Thursday, December 15, 2005

Cancer - day 1


well...who'd have thought ?....well i'd have thought!...I knew in the back of my mind that today was not going to go well...I went off to the Manor hospital to see the consultant Mr Eldin who did my procedure last week, cutting a long story short I have bowel cancer. wow. hit me like a ton of bricks and his mouth moved in slo mo as he spoke. Thats it then...it starts.
To begin with i will have to have a Liver scan to see if the cancer has spread to any of the nearby lymph nodes, dependant on that he gave me choices as to have surgery whereby he will cut out the offending piece of bowel and join the two bits together again or to not have a surgical procedure and keep an eye on it every couple of months to see if it has gotten any worse. I do not have to make a decision just yet until January but he was sort of promping me to go for the surgical removal, he told me i was still young enough to make the most of this procedure... I am sure I will follow his lead...
The one thing I am not going to do is go into denial about the whole thing, on the other hand I am not going to ram my bowel down everybody's throat (perhaps i should reword that last phrase). ' how do i feel' people ask me nicely...i think i feel like i have cancer I should reply but am not quite sure how that should feel.

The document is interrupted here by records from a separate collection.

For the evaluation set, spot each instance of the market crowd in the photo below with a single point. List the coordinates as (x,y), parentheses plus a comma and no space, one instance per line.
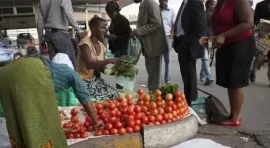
(28,96)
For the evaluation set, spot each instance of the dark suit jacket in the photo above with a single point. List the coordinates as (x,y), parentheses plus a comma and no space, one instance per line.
(193,22)
(121,29)
(261,12)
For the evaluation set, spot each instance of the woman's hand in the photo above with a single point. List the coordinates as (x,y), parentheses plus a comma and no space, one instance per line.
(114,61)
(219,40)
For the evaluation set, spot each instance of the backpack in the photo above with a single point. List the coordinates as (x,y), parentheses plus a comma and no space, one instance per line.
(213,108)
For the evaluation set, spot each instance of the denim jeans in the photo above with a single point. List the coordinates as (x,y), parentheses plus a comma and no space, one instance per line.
(60,42)
(205,73)
(167,60)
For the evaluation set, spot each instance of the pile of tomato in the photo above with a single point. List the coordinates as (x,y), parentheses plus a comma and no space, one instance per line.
(124,115)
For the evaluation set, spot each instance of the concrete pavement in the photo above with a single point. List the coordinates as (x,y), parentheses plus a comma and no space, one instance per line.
(255,129)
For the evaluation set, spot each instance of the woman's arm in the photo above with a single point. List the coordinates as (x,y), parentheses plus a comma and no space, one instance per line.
(91,64)
(245,16)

I know one thing, I didn't waste 700 pounds of my hard earned money studying 'Death, Dying and Bereavement' with the Open University to ignore all the things I should be positively saying to myself. It is hard though....the consultant didn't say anything about chemo so it looks like i now might have to pay to get my hair cut...more soon.
PS...take a look at this we site if you like http://www.bowelcancer.org/
Neil x

2 comments:

Anonymous said...

I really am touched by what is going off in your life. Im keeping everything crossed for you as Im sure 1000's others are xxxxxxxxx L:auren

sarcasmus said...

I'm just randomly perusing blogs, but you seem like a nice bloke. I'm sorry about the news. I wish the best for you and hope you pull through. This is such an impersonal existance we live, so I'll just give you a random wellwishing. Take care of your self and keep a positive attitude. You seem to be be taking it in stride. Don't know if I could handle it so well.